I've been in Beijing for three months and admit to being in the "honeymoon phase" of my relationship with this city. I'm sure China's capital has its problems, but so far, I haven't been hit over the head with them. Instead, I often find myself walking around with a dumb grin on my face and a gut full of the kind of gob-struck awe you might expect from a busload of small-town trainee decorators on an excursion to the Sistine Chapel.
Much has dazzled me but one thing that has impressed me the most is something it does not have - leaf-blowers. The bane of my existence back in Vancouver, Canada, is the leaf-blower and it annoys me on every possible level.
Those foul, noisy, pointless creations are as useful as mudflap on a speedboat.
I'm not saying Beijing is a peaceful oasis. Noise-wise, the city is on a par with the front five rows of an AC/DC concert. But, the honking horns, clattering construction and even the sound of petrol-powered grass mowers chomping park lawns are nothing compared to the awfulness of the wailing leaf-blower.

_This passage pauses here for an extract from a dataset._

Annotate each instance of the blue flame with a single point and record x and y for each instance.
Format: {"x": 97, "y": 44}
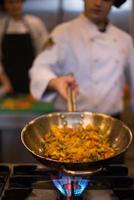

Indeed, with a world jammed full of problems, I admit to being a little disappointed with myself for making the leaf-blower the thing that has annoyed me.
Back home, I couldn't take my dog for a walk without her being scared half to death by someone wielding a leaf-blower like a weapon. A stroll with my daughter in her pram was incomplete without the need to duck great clouds of leaves, dust and garbage blasted off the sidewalk.
I grew to hate the machines also because they often jolted me from a train of potentially deep thought.
My anger toward the petrol-powered pests has been compounded by the fact that they do so little good. Whatever is blown in one direction will be surely blown back by Mother Nature.
It was a great relief to read recently that environmentalists figured out that each machine pumps out as much pollution in one year as 80 cars, each driven for 12,500 miles.